Munna sat by a small stool next to Giridhar. “Show, let’s see your leg.” Giridhar gently laid his hands on Munna's left leg that was slightly more shrivelled than the right. “Does it hurt?”
Munna stood up and walked up and down the floor of the teashop. “My leg’s fine. There is nothing wrong with it. What wrong is with people and the way they mock at people like us.”
Giridhar understood immediately what might have happened. “Did you say anything to anybody?” he asked.
"There was no need to. They laugh even more i have spoken anything, even before I do anything.”
Giridhar looked at the child pacing before him. He may as well be considered an orphan after the death of his mother and an indifferent father.
“Do you remember Munna, when you were small, you would crawl up the steps of this shop? And then as you grew, there were days when you couldn't even walk. Do you remember those days or have they taken leave of your memory?
"I remember," Munna mumbled.
"Do you also remember that you had a brother and a mother. Where are they now?"
Munna remained silent.
"Where the bloody hell are they?" Giridhar screamed breaking the quietness of the surroundings. A woman peeked out of her window to see where the sound had come from.
“They’re dead.” Munna said the words with a finality that felt like the dead and departed had finally made the last journey out of his life.

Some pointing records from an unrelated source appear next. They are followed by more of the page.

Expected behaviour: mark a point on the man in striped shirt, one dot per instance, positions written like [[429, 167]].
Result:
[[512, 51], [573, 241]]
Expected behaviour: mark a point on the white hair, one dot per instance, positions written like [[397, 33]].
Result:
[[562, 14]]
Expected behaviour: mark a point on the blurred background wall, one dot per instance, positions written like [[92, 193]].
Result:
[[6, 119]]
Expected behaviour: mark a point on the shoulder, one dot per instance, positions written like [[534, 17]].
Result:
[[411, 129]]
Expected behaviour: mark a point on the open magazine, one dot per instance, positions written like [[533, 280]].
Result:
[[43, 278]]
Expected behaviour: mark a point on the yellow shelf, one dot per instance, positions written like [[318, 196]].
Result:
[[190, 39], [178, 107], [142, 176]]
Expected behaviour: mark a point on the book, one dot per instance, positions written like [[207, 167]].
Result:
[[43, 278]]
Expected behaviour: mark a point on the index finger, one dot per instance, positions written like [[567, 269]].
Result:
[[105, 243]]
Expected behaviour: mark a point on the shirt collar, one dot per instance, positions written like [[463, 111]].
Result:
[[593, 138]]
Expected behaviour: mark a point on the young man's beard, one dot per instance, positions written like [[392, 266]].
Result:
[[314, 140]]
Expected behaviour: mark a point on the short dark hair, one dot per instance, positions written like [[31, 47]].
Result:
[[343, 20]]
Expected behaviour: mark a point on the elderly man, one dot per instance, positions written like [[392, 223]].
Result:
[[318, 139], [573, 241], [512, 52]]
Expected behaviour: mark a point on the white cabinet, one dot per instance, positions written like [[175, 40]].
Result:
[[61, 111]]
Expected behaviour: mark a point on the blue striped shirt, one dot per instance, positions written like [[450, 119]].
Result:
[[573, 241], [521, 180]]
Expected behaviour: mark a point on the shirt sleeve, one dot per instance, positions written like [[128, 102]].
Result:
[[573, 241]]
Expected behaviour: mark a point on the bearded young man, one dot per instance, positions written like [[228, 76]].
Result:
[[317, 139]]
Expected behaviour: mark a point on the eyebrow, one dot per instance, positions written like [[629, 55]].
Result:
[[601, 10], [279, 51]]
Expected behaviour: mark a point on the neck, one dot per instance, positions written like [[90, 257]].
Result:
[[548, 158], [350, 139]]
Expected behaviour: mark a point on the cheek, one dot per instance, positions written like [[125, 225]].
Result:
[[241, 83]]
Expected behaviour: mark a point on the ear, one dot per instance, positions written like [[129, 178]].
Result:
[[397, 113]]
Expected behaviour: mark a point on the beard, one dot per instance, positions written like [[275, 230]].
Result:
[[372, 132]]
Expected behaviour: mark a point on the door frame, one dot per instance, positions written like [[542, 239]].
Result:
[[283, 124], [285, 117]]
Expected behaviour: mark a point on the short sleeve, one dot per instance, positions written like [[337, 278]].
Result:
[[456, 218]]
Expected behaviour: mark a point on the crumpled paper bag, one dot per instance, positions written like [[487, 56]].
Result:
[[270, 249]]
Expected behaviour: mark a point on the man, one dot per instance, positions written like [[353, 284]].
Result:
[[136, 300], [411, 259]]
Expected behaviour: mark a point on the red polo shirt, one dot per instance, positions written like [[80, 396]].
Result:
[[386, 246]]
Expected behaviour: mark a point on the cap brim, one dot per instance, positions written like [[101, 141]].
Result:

“That’s right! Dead! And that’s where you would have been...if not for...” Giridhar temples hurt from the effort. “If not for...being the wrong child everyone pins their hopes on. Your mother did it, and now apparently the whole world does it!”
Munna stood pointlessly, taken aback from by his caretaker’s passionate words.
A teakettle screamed from inside and a spew of steam rang out from it. Munna shook, frightened by the sudden noise. Giridhar too stood shocked, unable to move or speak, “I...I...”, he tried. The intensity of the moment shattered, Munna giggled at the sudden wordlessness that had gripped his father-figure. Giridhar gave in and they both sat laughing by the steps of the shop.
“Come tomorrow, we go to Worli.” Giridhar said mixing the decoction with the hot boiling milk. He drew the tea high above his head and let it spill from the top. He collected the flowing tea in another cup that was below by his waist, Munna’s tired body longed for a sip of that delicious hot tea.
“What’s in Worli?” Munna savoured the fantastic flavour of the tea in which everything was in just the right proportion.
“A camp. A big one. We are going to have to prove everyone wrong, don’t we?”
“That is a long way off, Dada!”
“Not so long away, my dear boy. You will be serving tea tomorrow not just delivering it. And serving it to real dignitaries...” Giridhar’s twinkling eyes shone like as though he was still in his youth.
“Haa haa! You na dada, can tell some real funny jokes.” Munna was through half the glass of tea already.
“Munna Deshpande! How dare you?! By the way, we will have to do something about your name. It doesn’t sound....ummm grand enough.”
Laughter rang out from ‘Kwality Tea Shop’ like it had never rang before. A passer-by paused before it and wondered what the joke might be. He entered anyway to savour the delectable flavours emanating from it. “One strong cup of chai,” he ordered.
“Coming right up, Sir!” Munna ran in with a tray in his hand and a smile on his face.